The Killeen City Council voted to change the date of the May 2 municipal election amid public health concerns surrounding the coronavirus pandemic.
The new date of the election will be Nov. 3. The change in date will not require additional money to the already budgeted $75,000 election.
The unanimous vote was conducted inside of a taped-off council chambers on Tuesday night with 17 people, including council members, in attendance.
The council chambers had been marked to keep visitors and council members the required 6 feet apart.
Three council members — Shirley Fleming, Jim Kilpatrick and Debbie Nash-King — participated in the meeting via live stream as a precaution.
City spokesperson Hilary Shine said the meeting met the Open Meetings Act standards because four council members were physically present, meeting a quorum requirement.
During the meeting, one council candidate spoke against the change of the election date. Mellisa Brown, one of 13 candidates who is running for three at-large seats, told the council during the public comment portion of the meeting that the change could cost candidates more money in signage and other campaign expenses.
“I think we should make it a permanent move (each election year) if you move the election date,” Brown said to the council.
Councilmembers also voiced their stances on moving the election date.
Councilman Butch Menking, who seeking one of the three at-large seats, said moving the date “is an opportunity for what we know right now.”
Councilman Gregory Johnson said he conducted an online poll on his public Facebook page and the results were 79% approved to move the date while 21% voted in opposition.
Councilwoman Fleming said she agrees with the proposal to change the date.
Mayor Pro Tem Kilpatrick said moving the date will give “people the ability to vote and hear what the candidates have to say.”
Councilman Juan Rivera made a suggestion that the council table the decision until next week before voting on moving the date.
Councilman Steve Harris asked City Attorney Traci Briggs if there was a way the council could make Nov. 3 a permanent voting date.
Briggs replied that it is up to the state to make a permanent move on elections and the discussion could be placed on a later agenda.
Councilwoman Nash-King asked before making her vote if Menking should vote due to being a candidate in the election. Briggs said he could vote as he voted for the call of the original election and that this vote “was not personal.”

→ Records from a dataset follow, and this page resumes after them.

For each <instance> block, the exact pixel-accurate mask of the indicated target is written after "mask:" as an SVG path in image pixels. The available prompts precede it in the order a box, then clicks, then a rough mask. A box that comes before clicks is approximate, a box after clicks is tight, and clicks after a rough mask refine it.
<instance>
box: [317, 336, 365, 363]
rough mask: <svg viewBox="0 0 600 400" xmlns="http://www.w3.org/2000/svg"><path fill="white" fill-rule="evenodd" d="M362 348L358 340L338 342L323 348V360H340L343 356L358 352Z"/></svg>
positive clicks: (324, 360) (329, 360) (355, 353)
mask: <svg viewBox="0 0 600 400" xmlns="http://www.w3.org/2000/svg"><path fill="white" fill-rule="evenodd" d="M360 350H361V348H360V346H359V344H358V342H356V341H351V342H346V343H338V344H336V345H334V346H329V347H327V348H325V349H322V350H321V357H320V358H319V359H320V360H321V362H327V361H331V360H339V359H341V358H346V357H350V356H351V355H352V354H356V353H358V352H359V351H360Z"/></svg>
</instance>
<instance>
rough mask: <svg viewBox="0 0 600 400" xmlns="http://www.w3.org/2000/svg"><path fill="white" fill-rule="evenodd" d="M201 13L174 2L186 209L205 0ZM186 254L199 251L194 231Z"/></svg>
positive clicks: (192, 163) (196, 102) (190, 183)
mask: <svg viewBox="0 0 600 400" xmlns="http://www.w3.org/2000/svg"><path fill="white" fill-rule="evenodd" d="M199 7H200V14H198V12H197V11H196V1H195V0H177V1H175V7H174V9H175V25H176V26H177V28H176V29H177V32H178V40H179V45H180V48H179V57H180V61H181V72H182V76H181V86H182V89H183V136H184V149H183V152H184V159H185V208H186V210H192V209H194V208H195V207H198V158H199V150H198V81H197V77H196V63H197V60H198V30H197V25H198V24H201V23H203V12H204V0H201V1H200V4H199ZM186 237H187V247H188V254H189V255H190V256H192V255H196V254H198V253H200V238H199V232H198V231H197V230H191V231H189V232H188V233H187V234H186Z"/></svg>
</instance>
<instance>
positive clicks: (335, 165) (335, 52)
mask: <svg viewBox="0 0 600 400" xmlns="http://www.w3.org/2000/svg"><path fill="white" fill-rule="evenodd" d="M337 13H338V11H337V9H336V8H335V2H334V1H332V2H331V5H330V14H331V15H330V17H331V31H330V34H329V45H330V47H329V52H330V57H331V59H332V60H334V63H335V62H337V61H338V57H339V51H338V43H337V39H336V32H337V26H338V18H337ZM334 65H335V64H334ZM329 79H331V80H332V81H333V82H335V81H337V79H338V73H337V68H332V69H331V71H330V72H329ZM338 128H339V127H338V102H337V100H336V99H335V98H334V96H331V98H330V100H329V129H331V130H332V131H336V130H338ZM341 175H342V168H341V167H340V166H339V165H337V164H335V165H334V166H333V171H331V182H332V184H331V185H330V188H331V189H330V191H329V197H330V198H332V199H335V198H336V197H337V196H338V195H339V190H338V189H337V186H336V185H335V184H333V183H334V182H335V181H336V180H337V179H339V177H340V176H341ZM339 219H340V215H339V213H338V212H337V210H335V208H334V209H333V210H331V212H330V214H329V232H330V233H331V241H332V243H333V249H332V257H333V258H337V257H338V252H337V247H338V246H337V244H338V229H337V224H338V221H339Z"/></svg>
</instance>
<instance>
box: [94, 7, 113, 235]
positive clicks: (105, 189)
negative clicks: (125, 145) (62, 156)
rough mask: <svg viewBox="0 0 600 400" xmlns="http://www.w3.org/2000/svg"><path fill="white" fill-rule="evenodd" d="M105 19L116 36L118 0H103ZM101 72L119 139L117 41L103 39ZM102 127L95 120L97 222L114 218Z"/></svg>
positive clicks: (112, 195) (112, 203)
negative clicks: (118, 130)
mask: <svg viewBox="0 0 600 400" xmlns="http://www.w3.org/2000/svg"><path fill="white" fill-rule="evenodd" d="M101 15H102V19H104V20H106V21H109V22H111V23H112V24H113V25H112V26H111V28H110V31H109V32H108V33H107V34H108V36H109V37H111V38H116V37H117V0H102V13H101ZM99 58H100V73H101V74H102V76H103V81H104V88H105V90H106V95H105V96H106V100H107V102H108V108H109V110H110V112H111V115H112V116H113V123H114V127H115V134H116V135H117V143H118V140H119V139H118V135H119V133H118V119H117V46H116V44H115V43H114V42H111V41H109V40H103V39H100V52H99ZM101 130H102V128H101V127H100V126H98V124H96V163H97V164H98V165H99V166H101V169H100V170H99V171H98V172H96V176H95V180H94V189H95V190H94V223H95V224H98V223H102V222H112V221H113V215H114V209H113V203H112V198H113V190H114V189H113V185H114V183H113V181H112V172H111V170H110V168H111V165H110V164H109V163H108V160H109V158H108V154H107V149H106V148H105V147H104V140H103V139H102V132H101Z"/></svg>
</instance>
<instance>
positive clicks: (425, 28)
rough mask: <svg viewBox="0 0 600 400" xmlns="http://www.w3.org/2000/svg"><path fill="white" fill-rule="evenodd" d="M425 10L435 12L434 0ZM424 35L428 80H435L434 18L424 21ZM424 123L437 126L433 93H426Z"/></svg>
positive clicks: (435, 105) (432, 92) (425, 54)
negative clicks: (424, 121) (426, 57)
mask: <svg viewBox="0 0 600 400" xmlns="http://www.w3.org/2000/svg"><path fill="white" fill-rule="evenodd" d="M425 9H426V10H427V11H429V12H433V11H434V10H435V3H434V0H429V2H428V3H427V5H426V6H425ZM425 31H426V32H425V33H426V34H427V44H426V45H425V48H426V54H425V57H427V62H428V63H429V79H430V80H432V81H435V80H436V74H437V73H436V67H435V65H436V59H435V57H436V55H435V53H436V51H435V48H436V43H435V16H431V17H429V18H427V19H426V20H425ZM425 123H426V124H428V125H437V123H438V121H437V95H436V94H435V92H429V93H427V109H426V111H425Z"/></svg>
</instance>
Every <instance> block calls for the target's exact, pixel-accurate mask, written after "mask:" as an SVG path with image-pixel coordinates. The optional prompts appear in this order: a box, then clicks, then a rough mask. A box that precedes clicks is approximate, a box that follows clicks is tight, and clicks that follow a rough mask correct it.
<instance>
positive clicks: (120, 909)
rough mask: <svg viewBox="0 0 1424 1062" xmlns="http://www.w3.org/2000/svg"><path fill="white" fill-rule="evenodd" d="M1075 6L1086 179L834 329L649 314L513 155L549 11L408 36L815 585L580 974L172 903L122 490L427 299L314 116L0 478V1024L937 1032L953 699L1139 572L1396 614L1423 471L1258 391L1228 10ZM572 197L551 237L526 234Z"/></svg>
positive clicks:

The Harker Heights City Council on Tuesday also voted to postpone the city’s May 2 municipal election until Nov. 3, out of public health concerns connected with the spread of the coronavirus.
The vote was 4-0, with Councilman John Reider absent.
City Manager David Mitchell said he had concerns about politicizing the election by moving it to November, when federal, state and county races are on the ballot. However, he said he believed moving the city election was the right thing to do.
The Belton City Council also voted Tuesday to move the city’s municipal election to Nov. 3.
Gov. Greg Abbott last week issued a proclamation allowing governmental entities with May elections to move them to November, the state’s other recognized standard election date.
The move was prompted by efforts to minimize human contract as a means of containing the spread of the coronavirus.
For the last two weeks, Killeen residents and city officials have stayed tuned to the latest numbers of COVID-19 cases — totaling 18 in Bell County as of Tuesday.
Precautionary measures also are increasing.
Killeen Mayor Jose Segarra — following Bell County Judge David Blackburn’s county measure — issued a citywide shelter-at-home order on Monday afternoon. The order began at 11:59 p.m. Monday and will continue through 11:59 p.m. April 3.
According to the order, essential health care operations will continue to operate. That includes hospitals, clinics, dentists, pharmacies, pharmaceutical and biotechnology companies, mental health providers, blood banks, medical research or other similar services. This also includes veterinary care and welfare services to animals.
Tuesday’s meeting was exempt under the order as it is considered an essential government function. The council also voted unanimously on Tuesday to hold meetings every two weeks for the month of April.
Herald staffer Dave Miller contributed to this article.